Monitoring the status of critically-ill patients in the hospital can be difficult because of the need to make high-stake decisions. It's important in intensive care to have seconds.

According to the study, the role could soon be filled by an automated system. Software could be trained to spot changes in a person's consciousness from simple markers that are already being recorded, according to researchers.

While vital signs such as heart rate and blood pressure are tracked continuously using monitors, brain function and consciousness are much harder to monitor.

The monitoring of brain functions could be continuous and constant in the hands of an electronic system.

It's still early days in developing such technology, but preliminary results suggest it's a feasible approach, and it would be relatively easy and affordable to implement in most intensive care units. It could possibly be used in bedside monitoring equipment.

"Consciousness isn't a light switch that's on or off, it's more like a dimmer switch, with degrees of consciousness that change over the course of the day."

One data point is obtained if you only check patients once a day. You could see a clearer picture with our method.

The researchers were able to track feeds from a number of emergency room sensors, including heart rate, breathing rate, brain temperature, and blood oxygen levels. There is no need for the patient to be alert or awake.

Data from a total of 239 patients with hemorrhages were analyzed in the study, allowing the team to map levels of consciousness against the sensor readings, before using that data to develop an algorithm that could determine the former.
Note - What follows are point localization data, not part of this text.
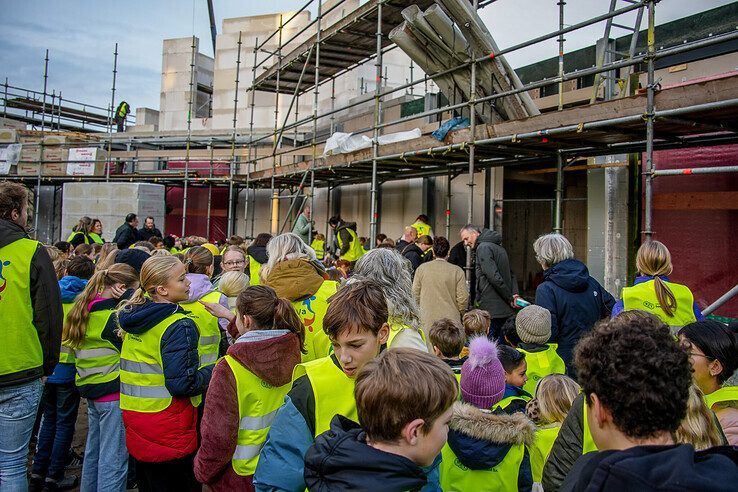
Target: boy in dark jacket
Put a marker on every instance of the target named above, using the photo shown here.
(389, 454)
(621, 364)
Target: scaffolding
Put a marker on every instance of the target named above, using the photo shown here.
(256, 160)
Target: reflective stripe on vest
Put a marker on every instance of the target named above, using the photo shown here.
(332, 389)
(254, 267)
(541, 364)
(97, 360)
(456, 477)
(18, 338)
(208, 327)
(355, 251)
(258, 403)
(143, 390)
(727, 393)
(311, 312)
(643, 296)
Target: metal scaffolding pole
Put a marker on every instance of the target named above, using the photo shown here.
(650, 118)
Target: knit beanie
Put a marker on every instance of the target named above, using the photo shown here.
(482, 375)
(133, 257)
(533, 324)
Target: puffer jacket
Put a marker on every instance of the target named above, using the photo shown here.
(172, 433)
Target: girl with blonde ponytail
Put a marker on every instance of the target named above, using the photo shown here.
(653, 292)
(91, 330)
(249, 384)
(161, 381)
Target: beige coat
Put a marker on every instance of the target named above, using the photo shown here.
(440, 290)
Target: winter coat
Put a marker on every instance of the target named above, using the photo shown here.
(495, 282)
(576, 302)
(342, 460)
(172, 433)
(440, 291)
(481, 440)
(125, 236)
(644, 468)
(48, 317)
(269, 354)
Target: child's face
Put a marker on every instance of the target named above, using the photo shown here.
(354, 348)
(518, 376)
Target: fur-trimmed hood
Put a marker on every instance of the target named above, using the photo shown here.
(481, 439)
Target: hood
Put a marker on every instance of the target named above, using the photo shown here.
(258, 253)
(199, 286)
(10, 232)
(295, 279)
(145, 316)
(481, 439)
(270, 354)
(70, 287)
(488, 236)
(332, 463)
(571, 275)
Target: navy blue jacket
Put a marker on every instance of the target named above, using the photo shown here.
(576, 301)
(179, 355)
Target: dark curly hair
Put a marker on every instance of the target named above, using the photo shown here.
(637, 371)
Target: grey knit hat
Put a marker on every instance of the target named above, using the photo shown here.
(533, 324)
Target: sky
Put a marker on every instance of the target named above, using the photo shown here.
(81, 35)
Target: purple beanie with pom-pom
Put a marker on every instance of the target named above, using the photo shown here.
(482, 375)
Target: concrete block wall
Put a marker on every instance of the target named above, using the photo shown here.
(110, 202)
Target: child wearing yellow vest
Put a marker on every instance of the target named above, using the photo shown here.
(394, 454)
(248, 387)
(356, 323)
(486, 451)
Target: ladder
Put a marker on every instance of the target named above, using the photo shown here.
(613, 55)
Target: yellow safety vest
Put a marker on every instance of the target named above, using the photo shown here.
(311, 312)
(258, 403)
(355, 251)
(319, 248)
(455, 477)
(643, 296)
(18, 338)
(97, 360)
(727, 393)
(207, 325)
(254, 267)
(541, 364)
(422, 228)
(545, 437)
(142, 387)
(332, 389)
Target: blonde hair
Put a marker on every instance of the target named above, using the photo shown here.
(555, 394)
(698, 427)
(75, 324)
(654, 259)
(233, 283)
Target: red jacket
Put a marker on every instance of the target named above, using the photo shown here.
(272, 360)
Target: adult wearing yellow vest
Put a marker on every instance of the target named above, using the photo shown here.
(654, 293)
(91, 332)
(356, 323)
(161, 377)
(713, 353)
(257, 257)
(349, 247)
(295, 274)
(32, 319)
(213, 342)
(247, 389)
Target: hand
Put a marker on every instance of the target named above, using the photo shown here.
(218, 310)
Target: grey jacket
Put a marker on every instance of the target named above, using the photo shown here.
(495, 282)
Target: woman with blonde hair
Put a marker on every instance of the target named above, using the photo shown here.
(654, 293)
(161, 380)
(90, 330)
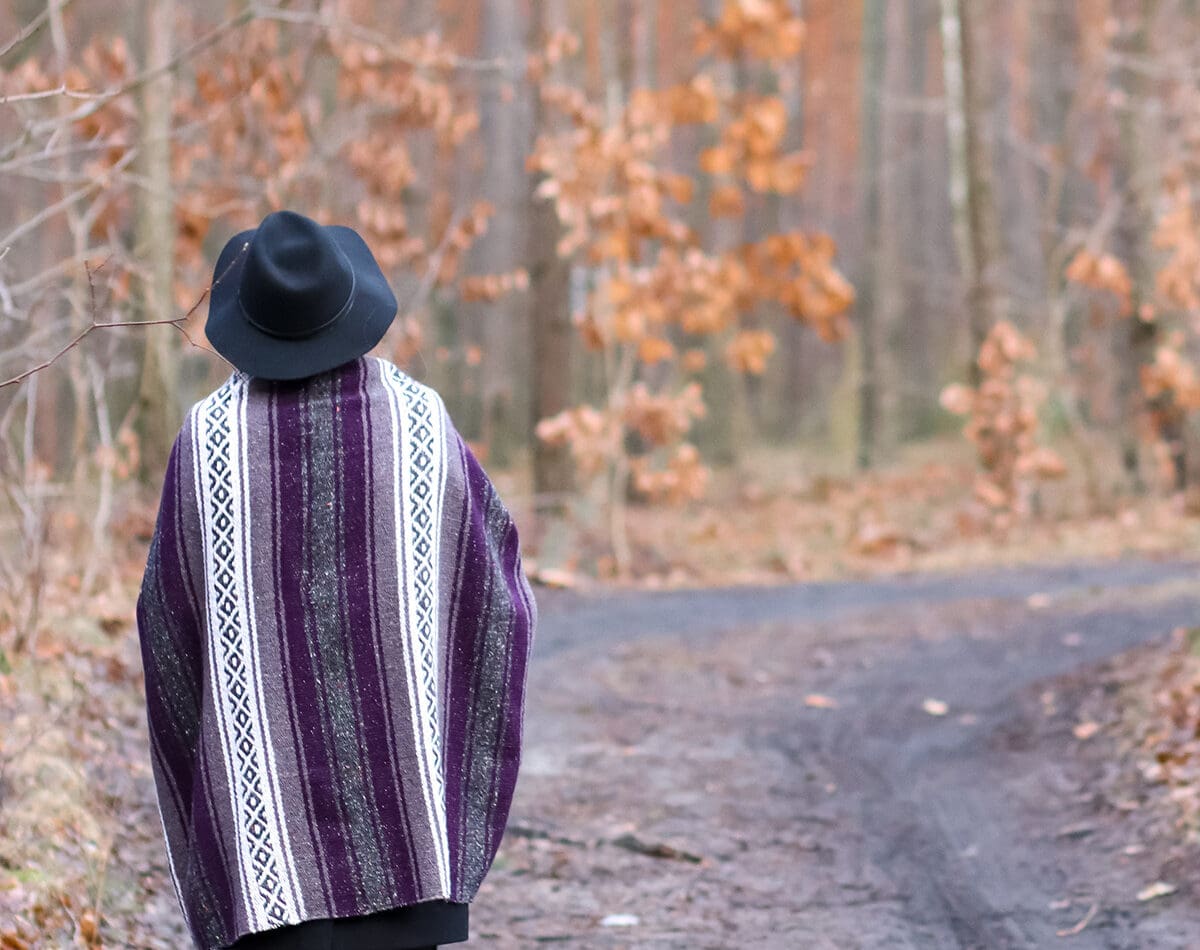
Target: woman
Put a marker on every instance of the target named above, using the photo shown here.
(335, 624)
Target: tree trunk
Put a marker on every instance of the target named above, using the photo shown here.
(493, 325)
(550, 310)
(160, 403)
(1137, 179)
(874, 60)
(972, 193)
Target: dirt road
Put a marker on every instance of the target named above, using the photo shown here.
(763, 768)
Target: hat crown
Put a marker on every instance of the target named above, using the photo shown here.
(295, 278)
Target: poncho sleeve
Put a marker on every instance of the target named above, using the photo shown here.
(491, 618)
(171, 630)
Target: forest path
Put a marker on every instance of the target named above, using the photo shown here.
(759, 768)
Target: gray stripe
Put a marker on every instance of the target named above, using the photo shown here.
(328, 645)
(273, 648)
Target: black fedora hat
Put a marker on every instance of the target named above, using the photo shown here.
(293, 298)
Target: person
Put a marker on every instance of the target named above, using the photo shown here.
(334, 620)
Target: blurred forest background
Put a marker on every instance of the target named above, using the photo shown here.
(723, 289)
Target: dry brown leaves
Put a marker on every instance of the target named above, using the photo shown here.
(1002, 424)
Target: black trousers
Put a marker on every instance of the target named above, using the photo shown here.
(415, 927)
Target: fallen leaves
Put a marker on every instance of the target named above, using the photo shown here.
(1156, 890)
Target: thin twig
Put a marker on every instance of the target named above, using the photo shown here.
(142, 78)
(177, 322)
(30, 28)
(1079, 927)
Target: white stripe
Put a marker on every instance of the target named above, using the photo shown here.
(420, 630)
(285, 858)
(235, 674)
(202, 467)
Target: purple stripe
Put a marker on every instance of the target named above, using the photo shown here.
(363, 623)
(287, 648)
(294, 553)
(508, 753)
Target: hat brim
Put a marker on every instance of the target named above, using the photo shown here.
(259, 354)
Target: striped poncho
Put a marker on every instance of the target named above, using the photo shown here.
(335, 629)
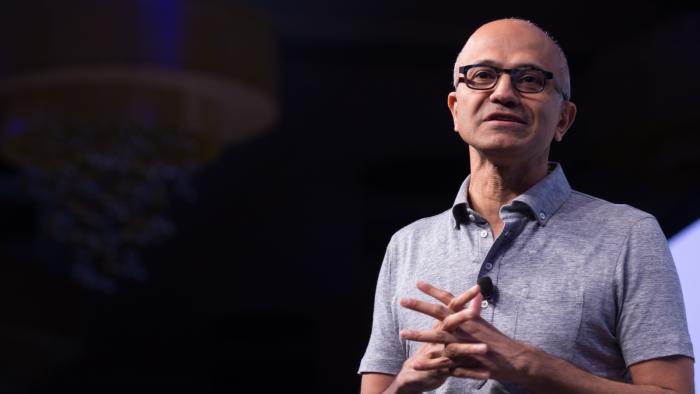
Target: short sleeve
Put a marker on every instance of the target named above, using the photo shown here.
(651, 320)
(385, 352)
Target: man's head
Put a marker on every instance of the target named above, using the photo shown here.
(508, 122)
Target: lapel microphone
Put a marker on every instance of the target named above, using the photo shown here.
(487, 288)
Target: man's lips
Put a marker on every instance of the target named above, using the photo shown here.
(504, 117)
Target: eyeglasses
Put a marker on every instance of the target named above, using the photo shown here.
(528, 79)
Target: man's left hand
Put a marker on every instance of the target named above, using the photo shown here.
(477, 349)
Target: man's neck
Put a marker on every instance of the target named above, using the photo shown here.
(492, 186)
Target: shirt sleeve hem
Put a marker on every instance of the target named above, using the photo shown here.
(386, 366)
(641, 353)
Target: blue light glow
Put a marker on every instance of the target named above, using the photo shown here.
(685, 247)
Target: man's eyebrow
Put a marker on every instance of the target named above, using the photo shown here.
(487, 62)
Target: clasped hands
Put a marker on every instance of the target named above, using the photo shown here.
(460, 343)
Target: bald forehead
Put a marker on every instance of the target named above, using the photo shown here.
(512, 40)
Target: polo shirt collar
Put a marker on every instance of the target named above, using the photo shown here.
(543, 199)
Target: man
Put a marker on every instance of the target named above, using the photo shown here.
(582, 295)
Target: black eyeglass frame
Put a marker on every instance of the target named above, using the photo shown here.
(547, 76)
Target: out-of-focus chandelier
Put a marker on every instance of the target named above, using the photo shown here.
(108, 106)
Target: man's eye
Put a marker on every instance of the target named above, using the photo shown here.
(530, 78)
(483, 75)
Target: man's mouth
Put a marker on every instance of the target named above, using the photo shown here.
(504, 117)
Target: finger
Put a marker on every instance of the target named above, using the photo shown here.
(477, 373)
(460, 301)
(433, 364)
(434, 310)
(432, 336)
(457, 350)
(456, 319)
(441, 295)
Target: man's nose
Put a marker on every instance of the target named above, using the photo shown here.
(504, 92)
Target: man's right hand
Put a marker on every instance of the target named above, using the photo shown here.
(410, 380)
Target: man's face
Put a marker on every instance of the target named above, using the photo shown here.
(504, 124)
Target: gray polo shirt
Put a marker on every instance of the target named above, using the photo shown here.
(581, 278)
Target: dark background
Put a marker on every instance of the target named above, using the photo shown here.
(267, 285)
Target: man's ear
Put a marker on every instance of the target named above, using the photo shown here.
(566, 119)
(452, 105)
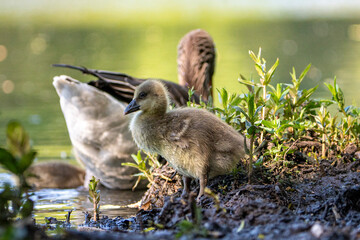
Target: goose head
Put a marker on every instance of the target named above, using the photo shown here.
(150, 97)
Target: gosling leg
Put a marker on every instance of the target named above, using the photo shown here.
(203, 181)
(186, 190)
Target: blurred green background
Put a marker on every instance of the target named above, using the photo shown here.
(140, 38)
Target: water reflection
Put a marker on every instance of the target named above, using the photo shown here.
(57, 202)
(149, 50)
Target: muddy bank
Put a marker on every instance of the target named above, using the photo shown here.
(322, 202)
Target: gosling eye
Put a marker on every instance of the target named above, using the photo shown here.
(142, 95)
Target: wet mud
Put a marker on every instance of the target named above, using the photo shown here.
(312, 200)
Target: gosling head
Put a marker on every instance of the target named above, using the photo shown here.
(150, 97)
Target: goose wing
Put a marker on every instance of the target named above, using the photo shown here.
(122, 86)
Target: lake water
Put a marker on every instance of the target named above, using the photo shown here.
(145, 46)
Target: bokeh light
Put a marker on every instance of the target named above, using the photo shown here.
(354, 32)
(8, 86)
(3, 53)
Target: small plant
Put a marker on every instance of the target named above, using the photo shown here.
(94, 196)
(252, 121)
(143, 166)
(17, 158)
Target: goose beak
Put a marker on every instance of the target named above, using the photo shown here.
(132, 107)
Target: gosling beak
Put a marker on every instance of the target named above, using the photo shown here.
(132, 107)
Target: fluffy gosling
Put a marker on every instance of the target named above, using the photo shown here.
(194, 141)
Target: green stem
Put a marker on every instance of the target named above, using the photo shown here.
(250, 159)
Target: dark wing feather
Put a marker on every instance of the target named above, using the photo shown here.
(122, 86)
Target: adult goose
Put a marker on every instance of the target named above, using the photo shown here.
(196, 64)
(93, 112)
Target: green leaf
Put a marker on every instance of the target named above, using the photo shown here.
(8, 161)
(26, 160)
(251, 130)
(17, 139)
(130, 164)
(251, 105)
(26, 208)
(224, 97)
(302, 75)
(268, 124)
(270, 73)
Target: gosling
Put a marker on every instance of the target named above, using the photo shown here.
(194, 141)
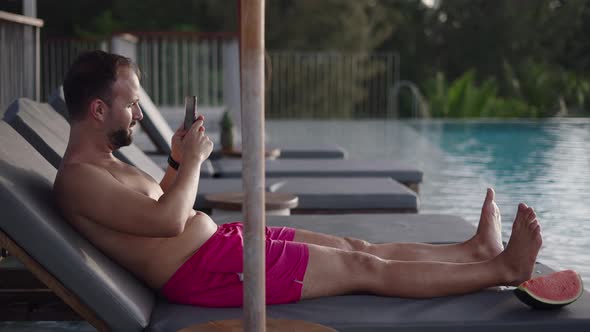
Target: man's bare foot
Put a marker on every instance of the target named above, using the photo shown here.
(487, 241)
(518, 260)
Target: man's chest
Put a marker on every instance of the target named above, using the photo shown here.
(136, 180)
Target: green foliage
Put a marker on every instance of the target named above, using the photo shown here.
(548, 87)
(312, 86)
(463, 98)
(226, 121)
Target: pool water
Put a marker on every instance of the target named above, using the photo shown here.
(545, 164)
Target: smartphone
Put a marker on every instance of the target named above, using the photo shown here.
(190, 111)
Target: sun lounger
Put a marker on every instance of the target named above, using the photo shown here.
(48, 133)
(406, 174)
(110, 298)
(160, 133)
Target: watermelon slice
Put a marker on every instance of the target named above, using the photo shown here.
(551, 291)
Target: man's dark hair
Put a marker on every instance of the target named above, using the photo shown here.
(91, 76)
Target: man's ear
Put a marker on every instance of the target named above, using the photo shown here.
(98, 109)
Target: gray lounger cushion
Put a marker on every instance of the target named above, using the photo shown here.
(159, 131)
(126, 305)
(347, 193)
(31, 220)
(317, 151)
(486, 311)
(326, 194)
(58, 102)
(326, 168)
(48, 132)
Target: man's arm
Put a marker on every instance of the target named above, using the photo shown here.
(103, 199)
(168, 178)
(176, 154)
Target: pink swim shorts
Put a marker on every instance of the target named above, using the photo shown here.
(213, 276)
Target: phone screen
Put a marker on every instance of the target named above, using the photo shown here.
(190, 112)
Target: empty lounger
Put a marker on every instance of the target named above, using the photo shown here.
(408, 175)
(160, 133)
(48, 133)
(110, 298)
(346, 195)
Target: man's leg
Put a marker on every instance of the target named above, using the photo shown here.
(485, 244)
(332, 271)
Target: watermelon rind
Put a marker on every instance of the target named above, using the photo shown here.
(538, 302)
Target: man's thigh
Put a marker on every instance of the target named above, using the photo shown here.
(332, 271)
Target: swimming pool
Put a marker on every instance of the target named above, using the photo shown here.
(545, 164)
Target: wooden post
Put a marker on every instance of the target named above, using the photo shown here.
(252, 97)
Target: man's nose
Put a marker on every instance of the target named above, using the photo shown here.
(137, 113)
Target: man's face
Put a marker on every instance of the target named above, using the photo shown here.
(124, 109)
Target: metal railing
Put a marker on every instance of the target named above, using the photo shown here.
(299, 84)
(178, 64)
(58, 54)
(330, 85)
(19, 61)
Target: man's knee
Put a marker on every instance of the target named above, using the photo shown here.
(353, 244)
(364, 266)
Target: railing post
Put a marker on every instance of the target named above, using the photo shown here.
(231, 80)
(126, 45)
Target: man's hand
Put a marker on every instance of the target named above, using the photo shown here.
(195, 144)
(177, 143)
(179, 146)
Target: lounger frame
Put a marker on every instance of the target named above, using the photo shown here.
(52, 283)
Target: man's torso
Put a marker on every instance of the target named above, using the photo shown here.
(153, 259)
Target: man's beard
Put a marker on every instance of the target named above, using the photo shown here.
(120, 138)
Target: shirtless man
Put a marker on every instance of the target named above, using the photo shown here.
(151, 228)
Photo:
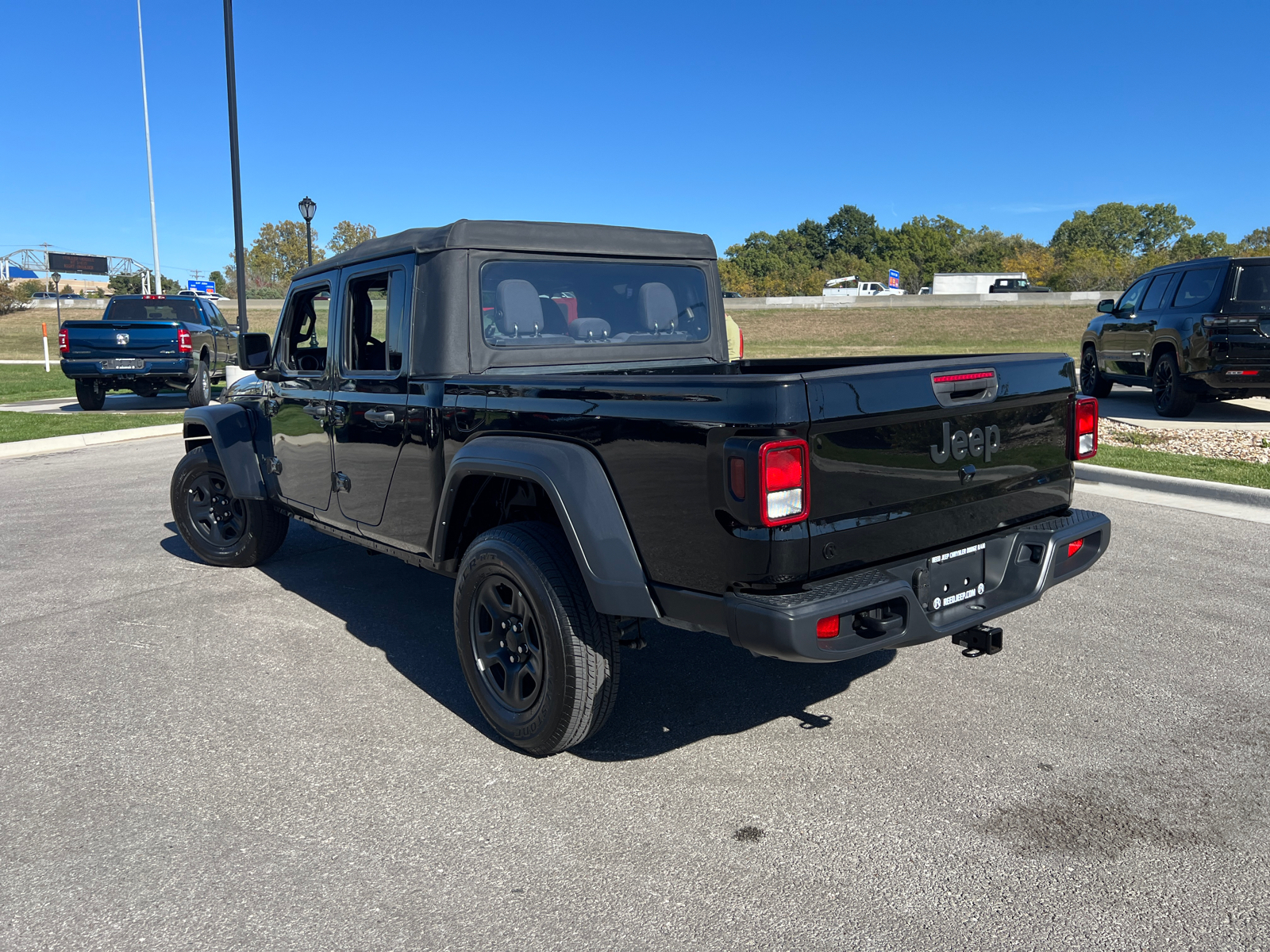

It was possible to classify patients' states of consciousness just as well as trained clinicians and more complex, expensive equipment.

It means that the tool could be used in virtually any hospital setting, not just neurological intensive care units.

There is still a lot of work to be done. It hasn't been shown that the system can accurately predict consciousness 24/7.

Existing methods for checking up on patients can take a lot of time and can only be done occasionally. The patient needs to be responsive or have expensive equipment. All those problems will be solved by this.

As well as decreasing the demands on health professionals, the researchers think their newly developed algorithm can improve outcomes for patients, as well as inform future research into the somewhat mysterious state of consciousness

Kleinberg says that consciousness is hard to study because there isn't much data to work with. It could be possible to treat these patients more effectively if round-the-clock data showed how patients' consciousness changes.

The research has appeared in a journal.